10 Taxes New Attending Physicians Will Need to Pay

You crushed college, medical school, and residency. You're finally looking at the light at the end of the tunnel. All of your hard work is paying off, and you cannot wait for your first attending physician paycheck. And … you may not be aware of the 10 new attending physician taxes you’re about to pay.

#1 Income Taxes

To help you have a better handle on the income taxes you will owe as a new attending physician, it is important to understand the difference between federal marginal and effective taxes. Your marginal tax bracket is the % tax you pay on the last dollar you earn. This is not the bracket you pay every dollar on. We have a graduated tax system here in the U.S. Essentially, as your income rises, so does your marginal tax rate. Based on your income, you are slotted into a tax bracket. When your income crosses a certain threshold, the amount of money over that level is then taxed at a higher rate. It is also worth noting that these brackets and rates change from time to time, so how they look in 2019 isn't how they will look forever.

Conversely, effective tax rates are calculated based on the total amount of federal income tax you actually pay. To get that calculation, you look not only at taxes taken from your income, but other factors like deductions that you may receive. Generally, this effective tax rate is lower than your marginal tax rate, but both numbers are worth knowing, especially as your income increases.

As a resident, you were probably either in the 22% or 24% marginal tax rate (federal income tax, 2018 tax tables).

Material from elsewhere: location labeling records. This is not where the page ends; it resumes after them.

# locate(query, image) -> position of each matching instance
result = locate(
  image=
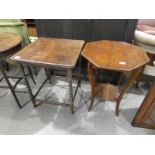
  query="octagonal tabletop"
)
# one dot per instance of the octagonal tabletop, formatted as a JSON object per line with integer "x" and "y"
{"x": 52, "y": 52}
{"x": 115, "y": 55}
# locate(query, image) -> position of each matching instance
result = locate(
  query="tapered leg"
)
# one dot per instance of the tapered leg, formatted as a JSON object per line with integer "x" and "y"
{"x": 29, "y": 69}
{"x": 134, "y": 75}
{"x": 139, "y": 76}
{"x": 10, "y": 86}
{"x": 27, "y": 85}
{"x": 69, "y": 75}
{"x": 92, "y": 82}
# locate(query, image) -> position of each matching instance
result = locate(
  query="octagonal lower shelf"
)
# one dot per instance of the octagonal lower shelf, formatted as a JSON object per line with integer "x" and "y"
{"x": 106, "y": 91}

Your income will surely rise now, and you may find yourself in the highest marginal tax bracket, currently 37%. And depending which state you live in, you may also be slapped with an additional income tax of up to 10%. You will also pay city or local taxes in cities such as New York City and Philadelphia.

Finally, you’ll still continue to pay the 1.45% Medicare payroll tax, and a Social Security tax of 6.2% on the first $132,900 for 2019 taxes. The government seems to periodically increase this.

#2 Medicare Taxes

The additional 0.9 percent Medicare tax on wages above $200,000 for individuals ($250,000 married filing jointly), which went into effect in 2013, remains in effect for 2018. Also, the Medicare tax of 3.8 percent on investment (unearned) income for single taxpayers with modified adjusted gross income (AGI) more than $200,000 ($250,000 joint filers) still exists. As your income and investments grow, these taxes are worth remembering.

#3 Board Certification

Most of us will become board certified by our specialty to show patients that we have achieved the highest level of medical training.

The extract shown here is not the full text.